- Status changed to Needs work
almost 2 years ago 5:53pm 23 January 2023 - 🇪🇸Spain penyaskito Seville 💃, Spain 🇪🇸, UTC+2 🇪🇺
-
+++ b/config/schema/seckit.schema.yml @@ -145,14 +145,14 @@ seckit.settings: - seckit_fp: + seckit_pp:
I don't think we should replace fp with permissions policy, but add it. Specially in schema. We might want to mark it as deprecated though.
-
+++ b/tests/src/Functional/SecKitTestCaseTest.php @@ -626,27 +626,27 @@ EOT; + 'seckit_pp[permissions_policy_policy]' => "accelerometer 'none'; camera 'none'; geolocation 'none'; gyroscope 'none'; magnetometer 'none'; microphone 'none'; payment 'none'; usb 'none'",
This is technically invalid and browser (at least Chrome) will report as a parsing error. See https://www.studytonight.com/post/solved-error-with-permissionspolicy-he... for a syntax example. I know it's just a test, but let's provide a valid policy.
I was thinking this might need an upgrade path, but as the syntax is changing, not sure if we can/want to do that. Anyway some mechanism should be added for users to notice. Maybe a status report warning is enough if feature policy exists but no permissions policy?
-
- Status changed to Needs review
almost 2 years ago 6:32pm 23 January 2023 - 🇪🇸Spain penyaskito Seville 💃, Spain 🇪🇸, UTC+2 🇪🇺
This creates a new setting instead of replacing the feature-policy one. Adds a text for marking that one as deprecated.
Tests fixed and passing. - 🇨🇦Canada deviantintegral
$this->t('Deprecated. You might want to set Permissions Policy instead.')
Let's reword this to indicate this setting should still be used to support Safari: https://caniuse.com/mdn-http_headers_permissions-policy
- 🇪🇸Spain penyaskito Seville 💃, Spain 🇪🇸, UTC+2 🇪🇺
Attached patch with a different description pointing to CanIUse
- Status changed to Needs work
over 1 year ago 9:59am 29 March 2023 - 🇦🇺Australia jannakha Brisbane!
The patch is working as expected - see screenshots.
A couple of suggestions to improve the UI and usability:
1. May I recommend refraining from using Google or Chrome documentation in the links and using docs from more neutral-web organisations like Mozilla or W3C:
https://developer.mozilla.org/en-US/docs/Web/HTTP/Permissions_Policy
https://www.w3.org/TR/permissions-policy/2. Proposed: re-structure UI and rephrase some text to indicate that those two headers are related (see proposed screenshot)
also include link to W3C changelog: https://www.w3.org/TR/permissions-policy/#changes-since-fpwd - Issue was unassigned.
- 🇮🇳India rajeshreeputra Pune
thanks @jannakha, I like the proposal to restructure the UI and use the docs link from neutral source.
- 🇪🇸Spain javitan
I created a new patch changing a little bit the description and documentation links.
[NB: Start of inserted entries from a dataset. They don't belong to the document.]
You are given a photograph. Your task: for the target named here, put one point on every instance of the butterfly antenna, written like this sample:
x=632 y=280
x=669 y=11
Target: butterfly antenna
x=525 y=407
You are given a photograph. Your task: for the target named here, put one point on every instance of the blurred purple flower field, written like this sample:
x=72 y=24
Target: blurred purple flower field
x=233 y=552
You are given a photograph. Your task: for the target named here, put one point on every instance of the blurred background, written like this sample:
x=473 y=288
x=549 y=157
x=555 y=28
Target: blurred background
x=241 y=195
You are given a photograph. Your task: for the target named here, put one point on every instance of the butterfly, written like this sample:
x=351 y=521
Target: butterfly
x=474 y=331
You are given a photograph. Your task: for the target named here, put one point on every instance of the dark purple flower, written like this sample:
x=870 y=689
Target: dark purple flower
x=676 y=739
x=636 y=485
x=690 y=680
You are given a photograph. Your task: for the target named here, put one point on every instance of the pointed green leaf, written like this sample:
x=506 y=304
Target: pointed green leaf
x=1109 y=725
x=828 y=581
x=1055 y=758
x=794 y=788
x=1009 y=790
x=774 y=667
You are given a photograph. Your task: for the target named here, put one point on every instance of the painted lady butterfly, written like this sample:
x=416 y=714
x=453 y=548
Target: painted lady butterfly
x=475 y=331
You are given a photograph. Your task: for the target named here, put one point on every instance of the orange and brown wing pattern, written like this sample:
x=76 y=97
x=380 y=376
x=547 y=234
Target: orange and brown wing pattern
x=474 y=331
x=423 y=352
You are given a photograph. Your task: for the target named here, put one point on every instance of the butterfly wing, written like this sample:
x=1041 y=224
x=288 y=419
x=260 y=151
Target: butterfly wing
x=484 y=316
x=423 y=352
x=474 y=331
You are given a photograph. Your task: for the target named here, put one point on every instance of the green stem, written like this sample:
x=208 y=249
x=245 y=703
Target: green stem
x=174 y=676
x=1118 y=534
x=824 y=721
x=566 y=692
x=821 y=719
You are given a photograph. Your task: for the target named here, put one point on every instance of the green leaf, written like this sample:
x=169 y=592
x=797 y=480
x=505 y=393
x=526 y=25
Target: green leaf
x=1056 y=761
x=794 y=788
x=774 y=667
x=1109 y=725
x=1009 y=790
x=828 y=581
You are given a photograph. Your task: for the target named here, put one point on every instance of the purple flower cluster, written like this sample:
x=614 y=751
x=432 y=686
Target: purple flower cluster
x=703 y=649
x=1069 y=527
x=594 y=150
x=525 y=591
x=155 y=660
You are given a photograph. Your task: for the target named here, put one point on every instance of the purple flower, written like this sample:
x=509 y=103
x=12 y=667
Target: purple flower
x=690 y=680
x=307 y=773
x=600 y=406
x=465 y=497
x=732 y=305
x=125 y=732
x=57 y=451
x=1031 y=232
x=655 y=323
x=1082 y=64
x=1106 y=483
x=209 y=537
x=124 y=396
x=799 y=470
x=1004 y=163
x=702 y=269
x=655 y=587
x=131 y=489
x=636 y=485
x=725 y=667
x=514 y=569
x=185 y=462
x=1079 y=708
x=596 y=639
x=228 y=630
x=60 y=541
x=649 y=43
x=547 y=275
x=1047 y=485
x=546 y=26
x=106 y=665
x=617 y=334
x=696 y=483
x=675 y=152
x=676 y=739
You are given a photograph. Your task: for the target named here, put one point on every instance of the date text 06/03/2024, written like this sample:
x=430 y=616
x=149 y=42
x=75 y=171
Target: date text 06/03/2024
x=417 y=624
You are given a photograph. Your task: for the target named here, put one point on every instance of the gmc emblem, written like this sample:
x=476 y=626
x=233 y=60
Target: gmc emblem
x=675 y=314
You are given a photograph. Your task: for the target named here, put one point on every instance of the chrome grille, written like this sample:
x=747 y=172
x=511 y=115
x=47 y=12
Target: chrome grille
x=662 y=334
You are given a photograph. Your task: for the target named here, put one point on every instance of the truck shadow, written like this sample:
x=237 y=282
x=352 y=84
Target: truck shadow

I also moved the fields as jannakha proposed but I kept the Permissions policy and Feature policy as different sections.
- last update
over 1 year ago 36 pass - 🇳🇱Netherlands nickvanboven
I dont think 700 characters is enough, if u want to disable everything by default the header is already 811 charachter long and this is without even settings a url or wildcard:
accelerometer=(), ambient-light-sensor=(), autoplay=(), battery=(), camera=(), cross-origin-isolated=(), display-capture=(), document-domain=(), encrypted-media=(), execution-while-not-rendered=(), execution-while-out-of-viewport=(), fullscreen=(), geolocation=(), gyroscope=(), keyboard-map=(), magnetometer=(), microphone=(), midi=(), navigation-override=(), payment=(), picture-in-picture=(), publickey-credentials-get=(), screen-wake-lock=(), sync-xhr=(), usb=(), web-share=(), xr-spatial-tracking=(), clipboard-read=(), clipboard-write=(), gamepad=(), speaker-selection=(), conversion-measurement=(), focus-without-user-activation=(), hid=(), idle-detection=(), interest-cohort=(), serial=(), sync-script=(), trust-token-redemption=(), unload=(), window-placement=(), vertical-scroll=()
- Merge request !193185024: Change Feature Policy to Permissions Policy (D8/D9). → (Open) created by Lokeshwari
- last update
about 1 year ago 36 pass - last update
about 1 year ago 36 pass - 🇸🇮Slovenia alesr
Feature policy has been renamed to Permission policy a while back but this is still not merged.
https://httptoolkit.com/blog/renaming-feature-policy-to-permissions-policy/
https://w3c.github.io/webappsec-permissions-policy/ - 🇨🇦Canada xmacinfo Canada
Can we expect a new release with Permission policy before Drupal 11 is released in less than 2 weeks?